All that said, I decided to give a dramatic reading of An Easter Sermon by Fred G. Zaspel, dressed in a period costume.  So in keeping with Scripture and…with a modern take, the following is the presentation I entitled: “My Name is Cleo”.

I suppose I should begin by introducing myself.  My name is Cleo.  Cleo Davidson.  You have probably heard of me on occasion–Luke mentions me once in his gospel account by my proper name, Cleopas.  But I doubt that you know very much about me.  I tell you what, though, when it comes to JESUS and His Resurrection, I have more to say than most anyone else you could want to meet.

Let me tell you a little about myself.  Actually, you have read more about me than you probably know.  Luke is not the only Biblical writer to mention my name.  John also mentions me as the husband of one of the women named “Mary” standing near the cross.  My given name was Chalphai in Aramaic.  In Greek that can be translated as either Clopas or Halphaios–which in Latin is Alphaeus.  That, you may remember, is the name given as the father of James in all four of the lists of 12 disciples in the NT–“James the Less/younger,” Mark 15:40; not to be confused with the older James of Zebedee, Jesus’ cousin on His mother’s side.
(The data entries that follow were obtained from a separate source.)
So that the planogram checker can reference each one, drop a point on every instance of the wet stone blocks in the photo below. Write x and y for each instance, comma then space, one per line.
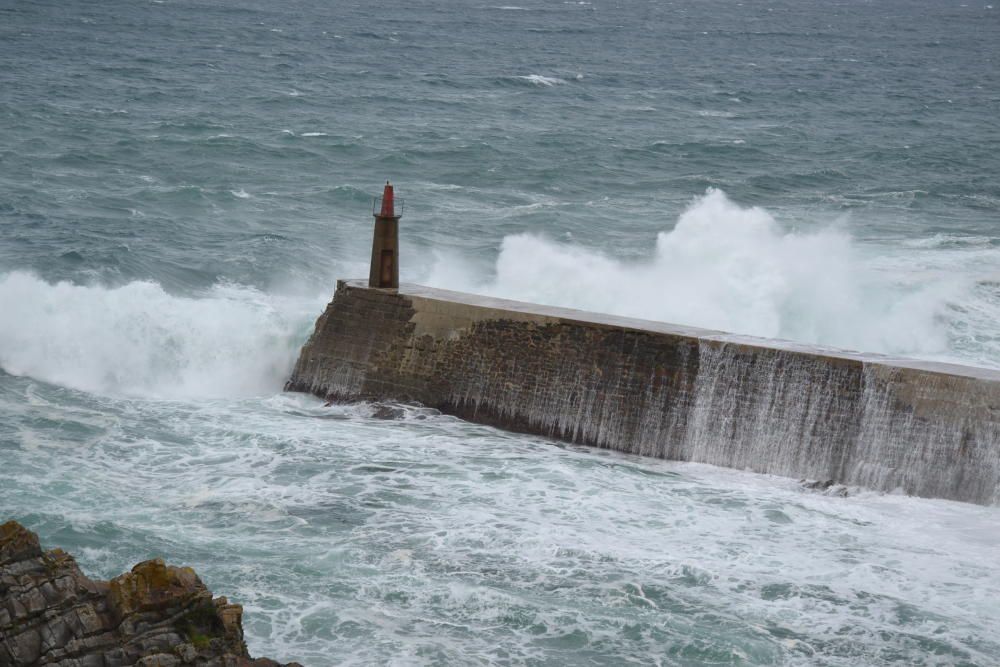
661, 390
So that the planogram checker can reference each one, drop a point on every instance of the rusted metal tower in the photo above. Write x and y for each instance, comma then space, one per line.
385, 242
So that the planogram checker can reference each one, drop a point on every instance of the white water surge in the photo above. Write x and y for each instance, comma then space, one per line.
138, 340
355, 541
736, 269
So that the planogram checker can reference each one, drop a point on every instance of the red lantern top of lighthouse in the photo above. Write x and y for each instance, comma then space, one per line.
387, 206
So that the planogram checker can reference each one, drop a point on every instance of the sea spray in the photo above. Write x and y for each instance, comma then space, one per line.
139, 340
735, 269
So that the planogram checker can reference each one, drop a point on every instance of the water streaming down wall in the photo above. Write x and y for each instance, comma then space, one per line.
662, 390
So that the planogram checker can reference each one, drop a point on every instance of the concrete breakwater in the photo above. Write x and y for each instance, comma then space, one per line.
680, 393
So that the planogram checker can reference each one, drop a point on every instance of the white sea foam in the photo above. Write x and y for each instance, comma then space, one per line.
540, 80
138, 340
735, 269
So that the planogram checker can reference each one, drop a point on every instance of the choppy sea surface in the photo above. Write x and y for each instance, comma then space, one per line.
182, 182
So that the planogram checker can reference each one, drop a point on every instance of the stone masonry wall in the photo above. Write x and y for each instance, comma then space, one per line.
665, 391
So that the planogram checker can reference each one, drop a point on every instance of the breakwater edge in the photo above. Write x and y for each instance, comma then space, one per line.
924, 428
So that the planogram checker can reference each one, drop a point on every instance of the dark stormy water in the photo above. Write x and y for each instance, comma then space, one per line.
182, 182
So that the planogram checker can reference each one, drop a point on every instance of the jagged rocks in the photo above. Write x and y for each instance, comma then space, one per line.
157, 615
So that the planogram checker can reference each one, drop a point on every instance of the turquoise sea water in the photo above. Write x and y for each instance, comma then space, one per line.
182, 182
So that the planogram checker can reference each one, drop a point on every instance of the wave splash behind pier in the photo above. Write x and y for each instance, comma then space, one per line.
889, 424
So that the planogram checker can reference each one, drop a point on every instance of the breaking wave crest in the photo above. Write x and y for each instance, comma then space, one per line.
734, 269
138, 340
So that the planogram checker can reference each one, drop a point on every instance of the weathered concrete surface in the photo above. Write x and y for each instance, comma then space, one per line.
656, 389
156, 615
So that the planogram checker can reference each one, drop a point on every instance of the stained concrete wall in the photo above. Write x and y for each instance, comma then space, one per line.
661, 390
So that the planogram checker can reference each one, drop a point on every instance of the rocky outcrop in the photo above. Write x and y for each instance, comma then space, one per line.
157, 615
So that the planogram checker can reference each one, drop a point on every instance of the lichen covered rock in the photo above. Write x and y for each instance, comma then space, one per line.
157, 615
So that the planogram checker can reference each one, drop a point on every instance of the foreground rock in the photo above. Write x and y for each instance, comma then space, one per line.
157, 615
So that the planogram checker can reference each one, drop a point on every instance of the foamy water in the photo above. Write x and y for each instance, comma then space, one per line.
181, 184
354, 540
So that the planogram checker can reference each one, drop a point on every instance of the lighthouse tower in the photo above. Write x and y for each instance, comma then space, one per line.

But you see, if people would just learn to read more closely to the details, they would find that I am not such an insignificant nobody after all!  I am the father of one of the 12 apostles.  I am the husband of one of the women who stood near the cross–and who went early that Sunday morning in Jesus’ tomb.  My family was at the very heart of the circle of Jesus’ followers throughout his ministry and up to the very end.

In fact, you may be interested to know that my acquaintance with Jesus is much closer still.  A few of you may have read Eusebius, the fourth century church historian.  Why, neither Matthew, Mark, Luke, nor John record this, I’ll never know–but Eusebius preserves the information that I am the brother of Joseph of Nazareth–Jesus’ legal father.  Jesus, you see, was my nephew–“Uncle Cleo” He used to call me.  Mu acquaintance with Jesus goes back as far as His very birth–although then, I must admit, I had real questions as to why my brother Joseph would marry a pregnant woman–his sense of justice and all.

I grew up in Bethlehem, but for some years my wife and I had made our home in Emmaus, a quiet, little village about seven miles from Jerusalem.  As Jesus grew, we of course were very interested in His progress and development.  He was a perfect child, always so obedient to His parents.  He never did anything to show them any disrespect whatever.  Although He would puzzle them at times–like that time when He was about 12 up at the Temple in Jerusalem–telling them that He did not go along with them (his parents) because He had to be about “His father’s business.”  Those kind of things were always very puzzling.  But under Joseph’s instruction we saw Him develop His skills as a Carpenter.  He was a good one–always accurate to the mark and ever creative.  No dresser drawer of His making ever hung.  And no table ever wobbled.  And He could make yoke for oxen which fit so comfortably and so well.  In fact He became know in the area as “the carpenter.”  Joseph was proud of Him–and so were we.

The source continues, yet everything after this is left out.